It's scary that some occasion are permanent.
Today l got my tooth out ( yeap, l got an extraction) and it dawned on me that l will never have it back. It will just be an empty room another tooth won't fill.
I saw the tooth and l was like mehnn, it has 2 sharp points and I'm here thinking about the deep hole. ( will it ever be open or will close up?)
I know I had a hole in my tooth, it was fun to look at and touch but I didn't know the implication. I wish I did, so last year pains started, mehn it got me wild, angry and couldn't eat or drink hot or cold water.
Went to the hospital ( General hospital Minna)and the hole was filled. Happy me, l went living happily ever after.

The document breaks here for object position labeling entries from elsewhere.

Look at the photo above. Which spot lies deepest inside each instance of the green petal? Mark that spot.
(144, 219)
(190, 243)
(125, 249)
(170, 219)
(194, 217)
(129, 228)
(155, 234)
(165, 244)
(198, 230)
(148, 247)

But if happy ever after did exist, I would still have my 36 teeth intact, so l guess it doesn't. The hole opened up- l dont know how but it did. I ignored it, you know l wasn't feeling pains until when the pains came. It was excruciating, disrupt my sleep, my eating, and constant right ear pain.
I got the tooth removed on 7th August 2021 and l couldn't eat. Pains ( I took some drugs before the anesthesia ward off letting more pain kick in.
During your tooth extraction, l was given anesthesia to numb the area of the tooth that is to be removed.
10th August 2021, l felt no pain, no blood, just here thinking how do l not take my tablet and still get the result. They make me sick especially a yellow drug and Ibubrofen 🤮. Amoxil is my favorite ( I prefer capsule to tablets)
I also have to hold warm salt water in my mouth 7 times a day and this should be done for 1 week. (And you know how painful it is when you can't eat meat properly)
Eating on my left part of my teeth is still a scary feeling but I'm gently doing it.